Developed countries often prioritise transfers and subsidies, whereas developing economies are more inclined towards investing in social and community services.
Despite the positive outcomes from income transfers in enhancing citizens’ lives, there is a pressing need to ramp up capital expenditure to cater to the increasing public investment demands and foster the creation of productive assets.
Budgetary classifications broadly categorise government spending into recurrent and capital expenditures.
Recurrent expenditure encompasses wages, goods and services purchases, subsidies, transfer payments, and interest on loans.
In contrast, capital expenditure is directed towards building and enhancing productive assets, including developments under the Annual Development Program (ADP) and non-ADP initiatives.
The trend in capital expenditure, representing a portion of the total expenditure, has seen an upward trajectory, albeit with fluctuations, while recurrent expenditure has shown a gradual decrease.
The revised budget for the fiscal year 2022-23 allocated 59.1% to recurrent expenditures, with projections indicating a slight reduction over the next three years. Meanwhile, capital expenditure is set to rise from 40.9% in the 2022-23 fiscal year to 41.3% by 2026, reflecting an ongoing commitment to bolstering public investment.

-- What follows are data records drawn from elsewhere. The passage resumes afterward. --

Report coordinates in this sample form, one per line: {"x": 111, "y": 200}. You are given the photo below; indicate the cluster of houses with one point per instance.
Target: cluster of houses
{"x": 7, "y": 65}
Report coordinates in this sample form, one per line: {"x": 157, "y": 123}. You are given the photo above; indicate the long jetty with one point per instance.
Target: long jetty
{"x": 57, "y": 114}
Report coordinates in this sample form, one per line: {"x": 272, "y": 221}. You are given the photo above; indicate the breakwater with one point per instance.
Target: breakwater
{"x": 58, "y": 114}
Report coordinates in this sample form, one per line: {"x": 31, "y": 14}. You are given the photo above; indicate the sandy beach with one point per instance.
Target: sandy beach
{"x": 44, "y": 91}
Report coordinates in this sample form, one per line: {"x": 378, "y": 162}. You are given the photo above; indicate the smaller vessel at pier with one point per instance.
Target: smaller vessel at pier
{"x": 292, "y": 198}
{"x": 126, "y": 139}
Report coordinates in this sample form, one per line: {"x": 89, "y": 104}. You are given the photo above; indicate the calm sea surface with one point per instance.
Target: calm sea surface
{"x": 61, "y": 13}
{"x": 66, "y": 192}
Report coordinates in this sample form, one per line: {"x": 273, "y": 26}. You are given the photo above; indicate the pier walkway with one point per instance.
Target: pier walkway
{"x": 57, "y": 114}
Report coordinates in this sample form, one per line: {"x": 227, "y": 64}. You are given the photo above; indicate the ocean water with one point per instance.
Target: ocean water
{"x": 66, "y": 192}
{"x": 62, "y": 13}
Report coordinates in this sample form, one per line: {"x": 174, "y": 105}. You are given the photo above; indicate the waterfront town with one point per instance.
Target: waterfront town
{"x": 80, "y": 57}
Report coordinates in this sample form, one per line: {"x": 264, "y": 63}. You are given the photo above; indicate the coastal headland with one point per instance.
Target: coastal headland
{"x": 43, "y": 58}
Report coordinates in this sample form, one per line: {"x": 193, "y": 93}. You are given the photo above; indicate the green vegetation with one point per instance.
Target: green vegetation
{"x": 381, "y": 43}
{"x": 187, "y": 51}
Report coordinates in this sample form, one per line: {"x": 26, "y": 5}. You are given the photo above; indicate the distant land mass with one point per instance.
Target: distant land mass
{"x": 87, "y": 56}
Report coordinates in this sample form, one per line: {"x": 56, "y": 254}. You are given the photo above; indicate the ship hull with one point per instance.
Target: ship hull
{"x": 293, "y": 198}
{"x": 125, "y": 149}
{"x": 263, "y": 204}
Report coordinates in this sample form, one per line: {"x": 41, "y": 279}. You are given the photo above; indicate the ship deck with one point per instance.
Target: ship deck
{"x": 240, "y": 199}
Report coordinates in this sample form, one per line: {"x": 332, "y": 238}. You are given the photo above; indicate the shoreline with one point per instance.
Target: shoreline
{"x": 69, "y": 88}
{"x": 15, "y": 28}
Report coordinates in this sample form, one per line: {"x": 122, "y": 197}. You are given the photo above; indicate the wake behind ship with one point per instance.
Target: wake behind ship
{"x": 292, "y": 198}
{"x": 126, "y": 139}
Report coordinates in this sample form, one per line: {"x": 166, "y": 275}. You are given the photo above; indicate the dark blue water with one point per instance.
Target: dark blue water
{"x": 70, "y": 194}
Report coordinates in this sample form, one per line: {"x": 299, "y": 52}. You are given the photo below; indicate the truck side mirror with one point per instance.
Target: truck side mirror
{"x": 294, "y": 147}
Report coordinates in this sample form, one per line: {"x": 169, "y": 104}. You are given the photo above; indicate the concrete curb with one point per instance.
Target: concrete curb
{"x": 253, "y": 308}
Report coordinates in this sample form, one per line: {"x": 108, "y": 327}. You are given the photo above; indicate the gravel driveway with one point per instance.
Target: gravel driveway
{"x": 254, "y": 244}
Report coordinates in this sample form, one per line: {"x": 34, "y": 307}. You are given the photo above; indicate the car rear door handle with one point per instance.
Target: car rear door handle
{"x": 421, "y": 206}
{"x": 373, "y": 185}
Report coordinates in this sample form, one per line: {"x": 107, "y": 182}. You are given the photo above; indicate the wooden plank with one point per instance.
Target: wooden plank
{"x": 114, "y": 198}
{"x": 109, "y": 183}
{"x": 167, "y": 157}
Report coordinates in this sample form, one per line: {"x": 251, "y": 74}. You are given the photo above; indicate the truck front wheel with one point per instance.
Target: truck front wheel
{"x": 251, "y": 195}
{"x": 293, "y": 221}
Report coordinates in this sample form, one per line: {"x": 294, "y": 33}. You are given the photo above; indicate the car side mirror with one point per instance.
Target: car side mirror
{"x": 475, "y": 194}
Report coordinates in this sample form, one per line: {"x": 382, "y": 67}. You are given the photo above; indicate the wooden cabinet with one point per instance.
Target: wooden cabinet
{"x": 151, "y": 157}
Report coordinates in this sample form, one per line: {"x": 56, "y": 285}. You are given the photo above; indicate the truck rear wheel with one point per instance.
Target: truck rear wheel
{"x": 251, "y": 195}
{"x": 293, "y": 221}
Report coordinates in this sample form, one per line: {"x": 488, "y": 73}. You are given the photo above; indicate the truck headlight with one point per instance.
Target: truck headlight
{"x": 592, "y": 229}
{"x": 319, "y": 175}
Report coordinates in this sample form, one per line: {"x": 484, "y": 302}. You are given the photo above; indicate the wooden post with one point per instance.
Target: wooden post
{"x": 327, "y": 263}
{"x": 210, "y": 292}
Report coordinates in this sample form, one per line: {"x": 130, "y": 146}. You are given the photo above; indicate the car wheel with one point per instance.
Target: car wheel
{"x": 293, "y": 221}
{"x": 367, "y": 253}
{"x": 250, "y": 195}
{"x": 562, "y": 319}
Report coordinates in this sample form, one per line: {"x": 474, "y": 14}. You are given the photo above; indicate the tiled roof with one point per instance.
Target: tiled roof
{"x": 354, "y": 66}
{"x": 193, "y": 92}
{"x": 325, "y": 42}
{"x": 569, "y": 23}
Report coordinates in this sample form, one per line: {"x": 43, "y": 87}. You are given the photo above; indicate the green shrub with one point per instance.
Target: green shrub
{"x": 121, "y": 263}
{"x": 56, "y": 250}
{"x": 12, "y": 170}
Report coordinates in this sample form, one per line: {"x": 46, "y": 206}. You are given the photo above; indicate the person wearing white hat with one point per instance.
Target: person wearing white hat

The increase in recurrent expenditure from 56.7% in FY 2017-18 to 59.4% in FY 2021-22 was influenced by various stimulus packages introduced to support vulnerable groups during the combined challenges of the COVID pandemic and the Russia-Ukraine conflict.
Conversely, capital expenditure through the ADP, a critical component of the budget, has experienced modest growth from 4.5% of GDP in FY18 to an estimated 5.1% of GDP in FY 2022-23.